There are of course ways to use mixed strategies to combine cloud/third party services/CDN with physical infrastructure.

As always, "right tool for the job". I just felt it was worth mentioning there are limitations with single-provider cloud infrastructures as it's possible to get excited about the benefits of a particular approach without considering the full picture.

imperialWicket · on June 21, 2013

Great points. Something like logstash for logging (which supports graphite/statsd type output) is a nice addition to the logging setup.

Also, for some apps deploying code during instance launch can be time consuming. Depending on your monitors and auto scale config, this might be acceptable. For some it may be appropriate to put code right in the ami and only ever deploy via new ami.

seldo · on June 21, 2013

This is good as far as it goes -- nice to see further corroboration that EBS is not always the best solution.

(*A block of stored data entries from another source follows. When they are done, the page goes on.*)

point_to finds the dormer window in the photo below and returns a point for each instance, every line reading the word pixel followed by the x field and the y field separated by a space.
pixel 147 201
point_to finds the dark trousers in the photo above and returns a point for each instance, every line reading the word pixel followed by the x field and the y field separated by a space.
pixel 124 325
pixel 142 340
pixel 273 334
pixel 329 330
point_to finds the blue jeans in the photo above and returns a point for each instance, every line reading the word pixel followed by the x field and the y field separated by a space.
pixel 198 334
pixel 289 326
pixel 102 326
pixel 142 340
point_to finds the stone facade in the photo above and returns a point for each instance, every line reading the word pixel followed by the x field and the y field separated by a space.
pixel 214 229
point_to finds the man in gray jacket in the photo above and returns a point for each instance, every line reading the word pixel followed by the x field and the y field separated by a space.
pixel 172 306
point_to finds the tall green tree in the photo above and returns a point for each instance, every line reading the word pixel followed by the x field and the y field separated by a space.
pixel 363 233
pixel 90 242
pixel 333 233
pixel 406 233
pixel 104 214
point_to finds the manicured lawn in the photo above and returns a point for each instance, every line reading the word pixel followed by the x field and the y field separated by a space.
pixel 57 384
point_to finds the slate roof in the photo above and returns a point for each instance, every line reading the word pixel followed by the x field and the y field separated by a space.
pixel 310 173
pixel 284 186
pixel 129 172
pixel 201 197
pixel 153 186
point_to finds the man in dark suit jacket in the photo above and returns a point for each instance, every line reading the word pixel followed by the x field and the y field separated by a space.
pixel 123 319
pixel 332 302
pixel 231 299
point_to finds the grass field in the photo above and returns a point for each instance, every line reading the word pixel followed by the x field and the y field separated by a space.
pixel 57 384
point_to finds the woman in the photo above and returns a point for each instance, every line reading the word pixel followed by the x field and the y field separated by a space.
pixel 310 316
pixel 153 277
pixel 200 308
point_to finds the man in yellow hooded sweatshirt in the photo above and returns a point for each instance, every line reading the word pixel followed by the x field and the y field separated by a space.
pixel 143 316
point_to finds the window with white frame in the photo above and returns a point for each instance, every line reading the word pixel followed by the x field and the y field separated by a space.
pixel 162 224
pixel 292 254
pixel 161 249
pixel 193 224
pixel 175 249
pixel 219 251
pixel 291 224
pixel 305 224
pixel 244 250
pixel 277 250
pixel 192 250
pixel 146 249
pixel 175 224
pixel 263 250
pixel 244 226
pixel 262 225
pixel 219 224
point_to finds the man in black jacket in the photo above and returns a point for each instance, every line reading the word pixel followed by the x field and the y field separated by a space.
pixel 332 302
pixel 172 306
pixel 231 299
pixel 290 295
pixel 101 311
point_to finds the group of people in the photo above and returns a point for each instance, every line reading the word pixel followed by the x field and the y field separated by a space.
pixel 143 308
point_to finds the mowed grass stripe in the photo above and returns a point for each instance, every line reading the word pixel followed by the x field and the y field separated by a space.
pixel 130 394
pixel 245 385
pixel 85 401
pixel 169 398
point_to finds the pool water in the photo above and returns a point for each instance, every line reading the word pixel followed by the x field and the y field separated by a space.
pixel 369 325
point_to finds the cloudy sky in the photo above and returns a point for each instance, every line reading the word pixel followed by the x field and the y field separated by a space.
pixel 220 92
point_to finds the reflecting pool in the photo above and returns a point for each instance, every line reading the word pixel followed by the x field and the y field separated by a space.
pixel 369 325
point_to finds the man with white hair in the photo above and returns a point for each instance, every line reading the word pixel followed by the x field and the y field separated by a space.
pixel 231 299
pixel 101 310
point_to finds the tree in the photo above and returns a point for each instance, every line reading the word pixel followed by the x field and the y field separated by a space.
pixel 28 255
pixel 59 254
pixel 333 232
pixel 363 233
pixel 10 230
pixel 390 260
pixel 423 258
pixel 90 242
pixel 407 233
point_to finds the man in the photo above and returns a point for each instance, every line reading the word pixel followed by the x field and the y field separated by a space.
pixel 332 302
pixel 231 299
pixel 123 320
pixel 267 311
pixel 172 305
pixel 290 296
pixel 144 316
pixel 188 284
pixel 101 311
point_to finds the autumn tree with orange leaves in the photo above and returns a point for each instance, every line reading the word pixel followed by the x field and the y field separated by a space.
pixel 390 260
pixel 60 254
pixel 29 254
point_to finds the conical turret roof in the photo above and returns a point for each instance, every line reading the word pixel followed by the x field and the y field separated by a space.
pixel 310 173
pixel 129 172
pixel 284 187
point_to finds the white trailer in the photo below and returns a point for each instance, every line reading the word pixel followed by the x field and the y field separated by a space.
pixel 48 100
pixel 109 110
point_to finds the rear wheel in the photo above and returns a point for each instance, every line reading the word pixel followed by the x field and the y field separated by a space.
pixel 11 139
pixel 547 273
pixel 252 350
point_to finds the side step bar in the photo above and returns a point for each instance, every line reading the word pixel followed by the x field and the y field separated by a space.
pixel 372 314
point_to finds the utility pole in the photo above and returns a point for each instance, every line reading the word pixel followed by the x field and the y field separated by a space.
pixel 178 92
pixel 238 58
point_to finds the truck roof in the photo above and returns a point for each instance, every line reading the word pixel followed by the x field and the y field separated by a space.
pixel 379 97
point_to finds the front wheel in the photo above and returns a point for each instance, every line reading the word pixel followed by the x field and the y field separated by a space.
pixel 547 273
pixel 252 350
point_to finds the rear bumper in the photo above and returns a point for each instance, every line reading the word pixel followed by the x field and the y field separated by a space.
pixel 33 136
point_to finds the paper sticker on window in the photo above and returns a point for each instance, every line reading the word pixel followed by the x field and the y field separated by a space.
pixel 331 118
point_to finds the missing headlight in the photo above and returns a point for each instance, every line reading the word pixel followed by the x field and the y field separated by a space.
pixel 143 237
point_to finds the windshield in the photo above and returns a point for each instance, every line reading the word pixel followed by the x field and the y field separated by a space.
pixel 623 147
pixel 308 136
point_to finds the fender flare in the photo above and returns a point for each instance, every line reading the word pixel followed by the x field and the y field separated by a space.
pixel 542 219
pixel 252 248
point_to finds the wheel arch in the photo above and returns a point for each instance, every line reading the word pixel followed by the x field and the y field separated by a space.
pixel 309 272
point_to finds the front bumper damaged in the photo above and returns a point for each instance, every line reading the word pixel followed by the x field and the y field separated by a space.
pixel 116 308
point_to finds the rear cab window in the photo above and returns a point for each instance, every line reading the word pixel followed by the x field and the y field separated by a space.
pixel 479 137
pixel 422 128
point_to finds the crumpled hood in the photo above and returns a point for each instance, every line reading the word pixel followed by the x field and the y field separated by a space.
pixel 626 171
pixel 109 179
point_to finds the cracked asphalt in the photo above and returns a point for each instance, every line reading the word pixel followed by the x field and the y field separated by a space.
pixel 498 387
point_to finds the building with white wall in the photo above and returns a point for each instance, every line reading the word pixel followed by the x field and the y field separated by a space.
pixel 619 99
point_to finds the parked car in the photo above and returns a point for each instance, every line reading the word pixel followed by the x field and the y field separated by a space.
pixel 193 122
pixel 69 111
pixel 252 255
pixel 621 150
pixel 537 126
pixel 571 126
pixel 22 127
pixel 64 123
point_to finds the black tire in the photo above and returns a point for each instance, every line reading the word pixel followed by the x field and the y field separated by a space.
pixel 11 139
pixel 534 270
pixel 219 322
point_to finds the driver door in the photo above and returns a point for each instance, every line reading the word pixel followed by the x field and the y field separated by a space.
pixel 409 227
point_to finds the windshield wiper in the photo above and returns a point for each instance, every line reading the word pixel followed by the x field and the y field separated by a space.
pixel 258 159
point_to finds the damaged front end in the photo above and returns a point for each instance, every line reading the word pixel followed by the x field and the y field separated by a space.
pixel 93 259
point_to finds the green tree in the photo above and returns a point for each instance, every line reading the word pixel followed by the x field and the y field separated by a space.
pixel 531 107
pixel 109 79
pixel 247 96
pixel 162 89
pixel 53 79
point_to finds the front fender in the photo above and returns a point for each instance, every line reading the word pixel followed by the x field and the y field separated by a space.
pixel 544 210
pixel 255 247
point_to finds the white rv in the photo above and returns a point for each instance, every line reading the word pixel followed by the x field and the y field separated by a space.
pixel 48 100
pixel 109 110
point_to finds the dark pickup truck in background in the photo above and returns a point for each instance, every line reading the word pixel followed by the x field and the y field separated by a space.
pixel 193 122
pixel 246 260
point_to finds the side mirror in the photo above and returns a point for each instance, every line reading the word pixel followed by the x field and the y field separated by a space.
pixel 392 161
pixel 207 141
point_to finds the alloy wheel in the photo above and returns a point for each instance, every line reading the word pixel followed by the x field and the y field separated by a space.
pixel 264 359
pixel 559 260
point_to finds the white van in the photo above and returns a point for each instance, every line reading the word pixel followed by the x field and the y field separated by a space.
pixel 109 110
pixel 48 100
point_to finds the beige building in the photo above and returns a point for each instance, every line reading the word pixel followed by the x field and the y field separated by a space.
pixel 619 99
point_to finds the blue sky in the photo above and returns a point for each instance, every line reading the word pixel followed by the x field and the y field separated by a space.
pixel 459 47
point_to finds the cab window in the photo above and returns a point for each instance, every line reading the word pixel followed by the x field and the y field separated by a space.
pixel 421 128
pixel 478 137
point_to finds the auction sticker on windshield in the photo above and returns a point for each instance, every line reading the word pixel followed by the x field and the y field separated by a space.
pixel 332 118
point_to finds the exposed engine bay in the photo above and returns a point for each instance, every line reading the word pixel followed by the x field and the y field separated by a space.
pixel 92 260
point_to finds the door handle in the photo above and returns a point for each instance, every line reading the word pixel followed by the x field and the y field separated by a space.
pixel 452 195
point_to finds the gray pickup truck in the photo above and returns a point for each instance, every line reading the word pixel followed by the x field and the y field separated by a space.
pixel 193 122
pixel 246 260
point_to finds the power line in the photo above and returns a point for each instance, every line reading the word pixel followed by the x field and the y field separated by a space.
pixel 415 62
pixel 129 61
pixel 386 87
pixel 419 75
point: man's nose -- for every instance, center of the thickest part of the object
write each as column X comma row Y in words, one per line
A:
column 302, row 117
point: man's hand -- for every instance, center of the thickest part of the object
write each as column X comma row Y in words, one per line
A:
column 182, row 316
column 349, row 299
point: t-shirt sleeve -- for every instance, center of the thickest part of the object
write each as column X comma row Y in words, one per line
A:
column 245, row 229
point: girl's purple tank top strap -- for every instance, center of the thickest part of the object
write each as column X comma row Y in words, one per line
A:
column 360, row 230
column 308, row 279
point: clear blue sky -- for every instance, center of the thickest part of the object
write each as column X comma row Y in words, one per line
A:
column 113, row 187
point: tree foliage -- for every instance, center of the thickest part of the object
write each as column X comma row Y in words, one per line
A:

What I'd really like to see is details of how the traffic monitoring works, how you calculate how much extra capacity to spin up, and how quickly you can react to load events.

CoffeeOnWrite · on June 21, 2013

It's unhelpful to needlessly abbreviate ordinary words, like "infra" for "infrastructure" in the first paragraph.

mqzaidi · on June 21, 2013

You are right - committed a fix, but looks like github is taking longer to rebuild the pages.

dmourati · on June 21, 2013

Lost me at NFS.

bdunbar · on June 21, 2013

How does your organization mount volumes found on another host?

dmourati · on June 21, 2013

S3/EBS at the moment. MogileFS/SMB in the past though mogile and S3 are more properly referred to as object stores.

bdunbar · on June 21, 2013

Ah. I'm new to AWS, had not yet explored 'storage' options.

I guess I'd been thinking of AWS as being 'vmware' but more so, without thinking hard about how it could be different.